Ode to the tower block

In London, the residential tower block is much maligned and doesn’t get a lot of love.

These buildings are seen as shabby, dirty and blots on the skyline.

And high rises are usually associated with rundown housing estates.

They are dangerous, menacing and places where the urban poor live out their meagre existences.

In my opinion these buildings have a bad press. They’re a source of fascination and great material for interesting architectural photographs.

The west London tower block to the left, swathed in shabby scaffolding, brings a new synthesis to a sunrise shot.

And the picture below shows a handsome trio of tower blocks in Belgrade, Serbia. They’re thriving, healthy and caught by the sun.

Gallery entrance

This photo is just a taste of tower block heaven – those expansive, uniform high rise housing estates built across eastern Europe during the communist era. Does anyone have any shots of them? If not, next assignment is to visit some of those cities and create a photographic study, with great love and admiration.

8 thoughts on “Ode to the tower block

  1. Not sure I share your admiration of soviet built tower blocks. my sister lived in one for a few years in Latvia. in the winter you had to wait for the temperature to drop for several days in a row before the heating came on – in all the flats at the same time. The water pipes were concreted in to the building so any leaks required major work to fix. They did however have beautiful floors and have lived in Latvia for nearly 20 years!


    • Thanks for coming by, Rachel. Well, my love for the tower blocks is nothing more than a romantic notion, really. I know the reality can be much more bleak. I lived in one for a few weeks in Sofia and loved the outlook – but remember the terrible noise the flushing system made! Oh, and there were hardly any lights which was a serious test for me.

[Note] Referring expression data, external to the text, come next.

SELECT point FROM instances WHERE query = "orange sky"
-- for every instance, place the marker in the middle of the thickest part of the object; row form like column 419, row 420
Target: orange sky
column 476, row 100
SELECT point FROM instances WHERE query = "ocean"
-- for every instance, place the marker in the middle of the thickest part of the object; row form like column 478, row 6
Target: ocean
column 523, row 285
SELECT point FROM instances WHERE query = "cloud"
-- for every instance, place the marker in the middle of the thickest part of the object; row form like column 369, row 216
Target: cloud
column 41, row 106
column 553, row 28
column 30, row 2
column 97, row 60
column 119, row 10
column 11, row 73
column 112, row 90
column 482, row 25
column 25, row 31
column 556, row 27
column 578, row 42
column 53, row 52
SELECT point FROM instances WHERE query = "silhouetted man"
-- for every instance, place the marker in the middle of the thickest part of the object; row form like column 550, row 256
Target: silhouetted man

  2. I find it very curious and remarkable that you talk about these buildings with such warmth. The thing is that I grew up among them – I was born in a tiny town near Moscow. So it used to be my pain as a photographer to be living surrounded by those blocks. It’s truly inspiring and it does make me think and smile a lot when I see your attitude to such buildings.
    Thank you!


    • Thank you for your comment, Alexandra. Yes, I guess they can be inconvenient when trying to photograph things around them – they tend to hog the skyline! My love comes from staying on a housing estate in Bulgaria and having the view of Mount Vitosha in the distance from the balcony. But maybe this wasn’t forever and was just a romantic notion. It stuck with me, though!